Standing over the BELLA PW laser system, researchers lay out options for transverse mode shaping to improve laser-plasma coupling.

The BELLA Center, with its five high-power laser facilities, each coupled to a laser-plasma accelerator cave, offers unique opportunities in laser R&D, plasma acceleration, photon source development, and radiation applications.

The flagship BELLA Petawatt laser, a testament to our cutting-edge technology, can deliver 40 J, 40 fs pulses every second. These powerful and precise pulses are directed to target chamber plasma1 for various LPA studies, including the staging of two LPAs, or to IP2 (interaction point 2) for laser-on-solid studies and ion acceleration.

R&D on photon sources and precision LPAs is conducted on the Hundred Terawatt Thomson (HTT) and the Hundred Terawatt Undulator (HTU) beamlines and at a kHz-mJ system. Driven by the need for a portable, lightweight, and highly customizable LPA, the kHz-mJ system can produce electron beams at few-MeV energies and high (1 kHz) repetition rates, driven by as small a laser system as possible. 

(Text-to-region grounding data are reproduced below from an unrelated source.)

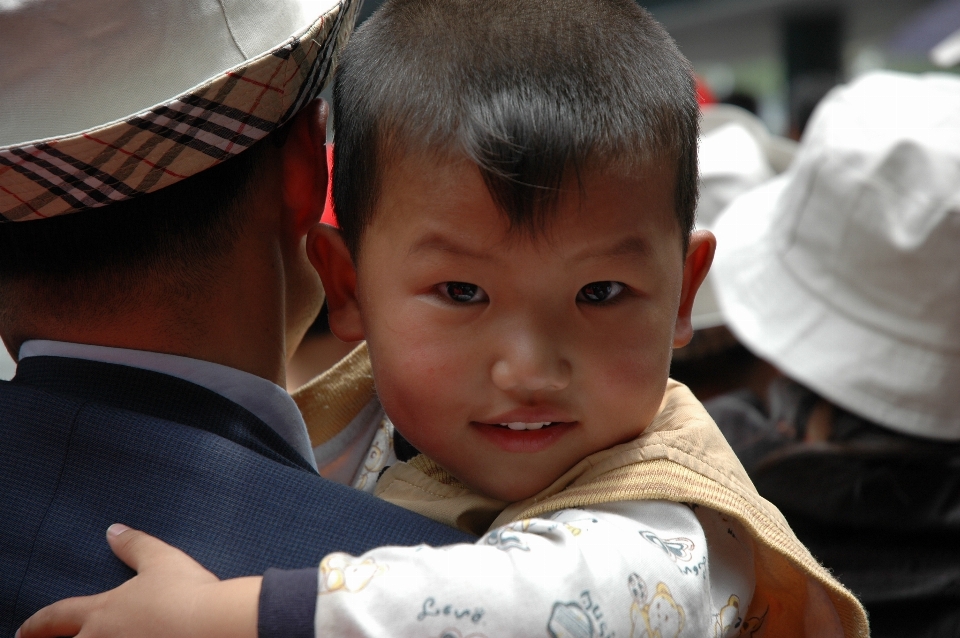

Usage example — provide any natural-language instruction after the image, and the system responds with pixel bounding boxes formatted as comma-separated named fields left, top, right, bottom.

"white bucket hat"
left=932, top=26, right=960, bottom=67
left=712, top=71, right=960, bottom=439
left=690, top=104, right=796, bottom=330
left=0, top=0, right=357, bottom=221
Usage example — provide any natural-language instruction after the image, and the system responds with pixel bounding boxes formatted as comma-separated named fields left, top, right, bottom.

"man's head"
left=0, top=0, right=357, bottom=383
left=311, top=0, right=714, bottom=501
left=0, top=132, right=270, bottom=329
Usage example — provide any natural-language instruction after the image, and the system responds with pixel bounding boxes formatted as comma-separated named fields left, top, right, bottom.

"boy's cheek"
left=589, top=340, right=672, bottom=407
left=591, top=319, right=673, bottom=374
left=372, top=350, right=474, bottom=459
left=372, top=337, right=476, bottom=411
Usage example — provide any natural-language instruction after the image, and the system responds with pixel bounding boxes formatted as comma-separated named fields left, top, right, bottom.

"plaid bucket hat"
left=0, top=0, right=357, bottom=222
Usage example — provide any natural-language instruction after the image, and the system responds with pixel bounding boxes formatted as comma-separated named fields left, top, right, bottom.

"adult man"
left=0, top=0, right=469, bottom=633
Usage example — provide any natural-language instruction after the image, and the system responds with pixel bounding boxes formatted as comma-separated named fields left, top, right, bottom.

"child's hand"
left=18, top=524, right=261, bottom=638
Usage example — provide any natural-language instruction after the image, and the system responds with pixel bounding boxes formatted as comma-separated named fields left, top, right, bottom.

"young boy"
left=19, top=1, right=866, bottom=637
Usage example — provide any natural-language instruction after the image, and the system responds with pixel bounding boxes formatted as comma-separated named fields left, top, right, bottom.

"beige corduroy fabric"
left=294, top=346, right=869, bottom=638
left=292, top=342, right=375, bottom=447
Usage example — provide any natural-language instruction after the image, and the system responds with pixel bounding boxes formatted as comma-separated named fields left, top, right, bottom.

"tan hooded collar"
left=294, top=345, right=869, bottom=638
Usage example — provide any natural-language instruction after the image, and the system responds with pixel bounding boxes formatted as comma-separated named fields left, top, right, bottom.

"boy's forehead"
left=367, top=151, right=683, bottom=255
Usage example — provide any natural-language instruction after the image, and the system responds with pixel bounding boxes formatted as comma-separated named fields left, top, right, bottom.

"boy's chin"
left=459, top=468, right=565, bottom=503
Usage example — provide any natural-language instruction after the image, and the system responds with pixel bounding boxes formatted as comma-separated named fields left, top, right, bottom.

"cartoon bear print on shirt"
left=318, top=552, right=386, bottom=594
left=714, top=595, right=742, bottom=637
left=628, top=573, right=685, bottom=638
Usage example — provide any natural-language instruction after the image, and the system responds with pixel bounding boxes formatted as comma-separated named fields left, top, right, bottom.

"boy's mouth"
left=484, top=408, right=573, bottom=427
left=474, top=419, right=576, bottom=453
left=497, top=421, right=554, bottom=431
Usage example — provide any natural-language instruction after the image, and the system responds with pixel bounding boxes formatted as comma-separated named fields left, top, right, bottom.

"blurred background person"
left=709, top=71, right=960, bottom=638
left=670, top=103, right=796, bottom=400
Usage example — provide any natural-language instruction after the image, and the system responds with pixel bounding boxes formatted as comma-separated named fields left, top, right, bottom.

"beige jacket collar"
left=294, top=346, right=869, bottom=638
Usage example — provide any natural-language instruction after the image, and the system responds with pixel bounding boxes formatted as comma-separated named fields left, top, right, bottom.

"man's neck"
left=19, top=319, right=287, bottom=386
left=3, top=245, right=294, bottom=386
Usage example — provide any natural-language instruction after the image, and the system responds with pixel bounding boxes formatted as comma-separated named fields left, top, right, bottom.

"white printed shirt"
left=309, top=401, right=757, bottom=638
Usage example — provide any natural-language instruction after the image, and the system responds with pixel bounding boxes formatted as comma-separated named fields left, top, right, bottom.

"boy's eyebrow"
left=408, top=234, right=487, bottom=260
left=573, top=235, right=650, bottom=261
left=409, top=234, right=652, bottom=261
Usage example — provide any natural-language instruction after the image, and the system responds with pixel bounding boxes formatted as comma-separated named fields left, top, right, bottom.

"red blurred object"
left=320, top=143, right=338, bottom=227
left=696, top=76, right=716, bottom=106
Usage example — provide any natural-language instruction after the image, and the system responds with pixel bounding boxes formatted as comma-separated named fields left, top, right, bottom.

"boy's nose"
left=490, top=339, right=571, bottom=394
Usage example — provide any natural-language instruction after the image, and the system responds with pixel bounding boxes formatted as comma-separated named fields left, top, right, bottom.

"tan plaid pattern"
left=0, top=0, right=356, bottom=222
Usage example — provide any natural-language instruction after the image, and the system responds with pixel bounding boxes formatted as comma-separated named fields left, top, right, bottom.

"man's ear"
left=281, top=100, right=328, bottom=236
left=306, top=224, right=365, bottom=342
left=674, top=230, right=716, bottom=348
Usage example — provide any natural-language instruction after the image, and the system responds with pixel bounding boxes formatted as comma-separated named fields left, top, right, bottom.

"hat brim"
left=712, top=175, right=960, bottom=439
left=0, top=0, right=356, bottom=221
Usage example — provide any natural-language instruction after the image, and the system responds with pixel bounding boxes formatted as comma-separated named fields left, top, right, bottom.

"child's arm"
left=22, top=502, right=756, bottom=638
left=19, top=524, right=260, bottom=638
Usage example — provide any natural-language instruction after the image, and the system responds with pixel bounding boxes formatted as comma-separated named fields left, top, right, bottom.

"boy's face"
left=314, top=154, right=713, bottom=502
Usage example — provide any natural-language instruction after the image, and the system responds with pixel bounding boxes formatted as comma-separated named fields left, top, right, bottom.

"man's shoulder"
left=0, top=366, right=327, bottom=531
left=0, top=367, right=87, bottom=427
left=0, top=364, right=473, bottom=634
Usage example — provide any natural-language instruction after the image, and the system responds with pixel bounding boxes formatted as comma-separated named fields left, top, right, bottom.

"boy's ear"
left=306, top=224, right=365, bottom=342
left=280, top=99, right=328, bottom=237
left=673, top=230, right=716, bottom=348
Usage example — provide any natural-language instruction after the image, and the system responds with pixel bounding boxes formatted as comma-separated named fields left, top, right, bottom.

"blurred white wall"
left=649, top=0, right=941, bottom=134
left=653, top=0, right=934, bottom=62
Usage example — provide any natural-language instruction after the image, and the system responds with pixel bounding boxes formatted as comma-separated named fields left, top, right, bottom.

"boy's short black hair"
left=333, top=0, right=699, bottom=258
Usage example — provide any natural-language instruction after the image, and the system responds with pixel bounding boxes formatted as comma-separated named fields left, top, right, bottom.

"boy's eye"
left=441, top=282, right=488, bottom=303
left=577, top=281, right=624, bottom=303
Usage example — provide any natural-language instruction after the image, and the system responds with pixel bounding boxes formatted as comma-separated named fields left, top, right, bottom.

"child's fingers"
left=17, top=595, right=94, bottom=638
left=20, top=528, right=221, bottom=638
left=105, top=524, right=205, bottom=575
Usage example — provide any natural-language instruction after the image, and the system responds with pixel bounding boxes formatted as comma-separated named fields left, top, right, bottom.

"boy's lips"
left=472, top=409, right=577, bottom=453
left=481, top=408, right=574, bottom=426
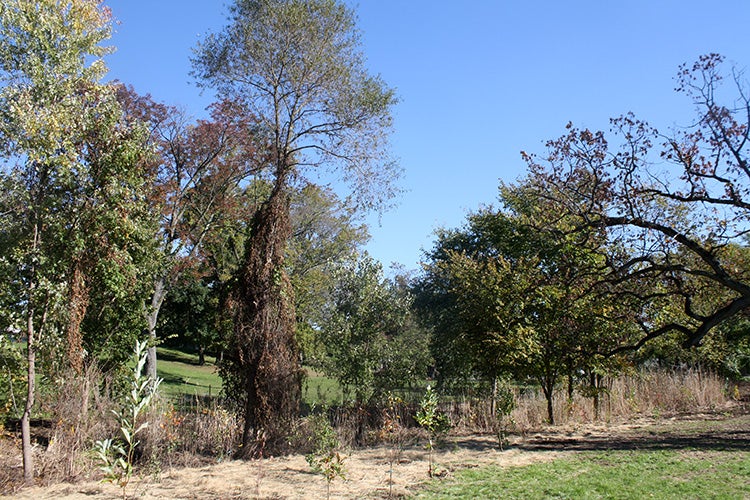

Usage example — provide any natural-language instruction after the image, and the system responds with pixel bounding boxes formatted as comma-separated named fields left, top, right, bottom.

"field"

At the HTT system, scientists demonstrate how the femtosecond laser can induce nonlinear effects in gas and plasmas, which in this case manifests itself as spectral broadening (“white light”) in air.

A dedicated fiber laser lab, where we collaborate with ATAP’s Berkeley Accelerator Controls and Instrumentation (BACI) Program, develops a system in which the output of many low-power femtosecond fiber lasers can be individually amplified, then combined with temporal, spatial, and spectral coherence into one high-power system. The goal is high peak laser power at a high repetition rate and high average power. With its kHz repetition rates, we consider this fiber-based technology the driver for a set of next-generation experimental facilities called kBELLA.

The BELLA Petawatt and Hundred Terawatt laser systems are available to users through the LaserNetUS program.